これはターミネーター4と邦題がついてはいるが、ターミネーター1~3の続編とは考えないほうがいいようだ。

これまでのターミネーターシリーズは現代社会を舞台に、未来から送られてくるターミネーター・ロボットを迎え撃つというのが基本だったが、本作はまったく違う。背景として語られていた、スカイネットが人類を駆逐する未来社会が舞台である。ストーリーの連続性はあるものの、別物と割り切ったほうがスッキリして見られる

何しろ、これまでたった一体のターミネーターを倒すのに四苦八苦していたわけだが、今回は大小さまざまなロボット群がわんさか出てくる。その割りに比較的簡単に倒れてくれるのは、時系列からいうと初期型のターミネーター群だからだろうか?

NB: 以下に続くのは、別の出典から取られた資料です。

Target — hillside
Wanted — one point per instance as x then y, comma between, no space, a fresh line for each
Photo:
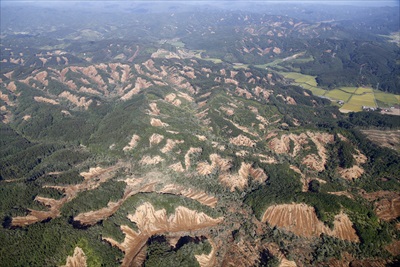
167,137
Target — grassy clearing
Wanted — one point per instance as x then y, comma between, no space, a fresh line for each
351,107
354,97
338,94
350,90
388,99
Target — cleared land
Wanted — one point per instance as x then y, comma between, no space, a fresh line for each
390,139
353,97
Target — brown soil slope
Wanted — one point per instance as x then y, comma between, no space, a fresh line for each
93,179
151,222
302,220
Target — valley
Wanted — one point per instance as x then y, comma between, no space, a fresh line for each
143,134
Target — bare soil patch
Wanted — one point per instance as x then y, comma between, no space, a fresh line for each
387,204
45,100
242,140
390,139
157,123
92,179
132,144
151,222
302,220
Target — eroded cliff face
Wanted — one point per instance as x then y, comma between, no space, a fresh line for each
302,220
150,222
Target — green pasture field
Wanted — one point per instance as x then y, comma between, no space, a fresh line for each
351,107
350,90
388,99
338,94
354,97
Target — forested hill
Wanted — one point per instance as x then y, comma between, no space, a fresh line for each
148,134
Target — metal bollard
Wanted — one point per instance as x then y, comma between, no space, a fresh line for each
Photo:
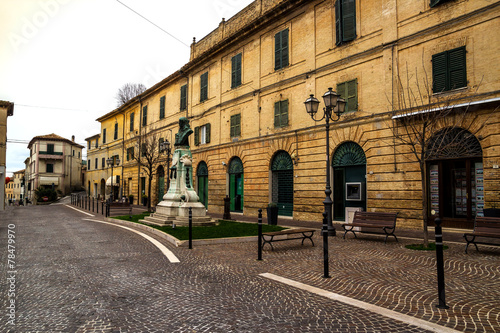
324,232
259,235
190,228
440,264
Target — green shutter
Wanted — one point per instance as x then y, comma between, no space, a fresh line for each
338,23
284,113
183,103
207,139
277,114
348,20
457,68
439,70
162,107
197,136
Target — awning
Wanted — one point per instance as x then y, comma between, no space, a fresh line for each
44,180
115,181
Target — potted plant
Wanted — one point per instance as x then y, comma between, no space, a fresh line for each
272,214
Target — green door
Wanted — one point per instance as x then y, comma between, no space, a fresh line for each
349,165
202,173
236,187
282,183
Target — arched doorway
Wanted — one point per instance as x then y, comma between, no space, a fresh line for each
282,182
455,177
202,175
235,172
349,179
160,174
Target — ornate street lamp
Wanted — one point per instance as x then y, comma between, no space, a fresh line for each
111,162
333,106
165,148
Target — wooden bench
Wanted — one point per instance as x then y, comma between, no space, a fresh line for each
483,227
118,208
374,220
299,233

主人公はジョン・コナーということになっているのだが、やはり注目の登場人物は元死刑囚のマーカス・ライトだろう。死刑にあたって、サイバーダイン社(シリーズを見てきた者なら知っているとおり、スカイネットの開発元とされる)に献体をした彼は、突如2018年の(彼にとっては)未来に目覚める。そして、いずれ過去に送られてジョン・コナーの父親になる定めのカイル・リースと関わっていく。

ネタバレになるからここで「続きを読む」を挿入

マーカス・ライトはスカイネットに改造され、人間の意識はそのままに侵入型サイボーグにされていたのだ。つまり、これは「仮面ライダー」ではないか。

正直な話、コナーより彼のほうが主人公らしい。一体でもやっかいなターミネーターを、生身の体のコナーやカイル・リースがバンバンやっつけるのははっきり言って幻滅ものだ。もっとマーカス・ライトが活躍するストーリーのほうがよかったのではないかと思う。

幻滅といえば、スカイネット・セントラルの描写もらしくない。人間に作られた基地や工場と変わりないではないか。機械であるスカイネットが、人間の存在を前提しない基地を作ったと考えると、もっともっと見たこともない奇妙な環境(たとえばまるごと機械の内部に入り込んだような…、とか)を見せてほしかった。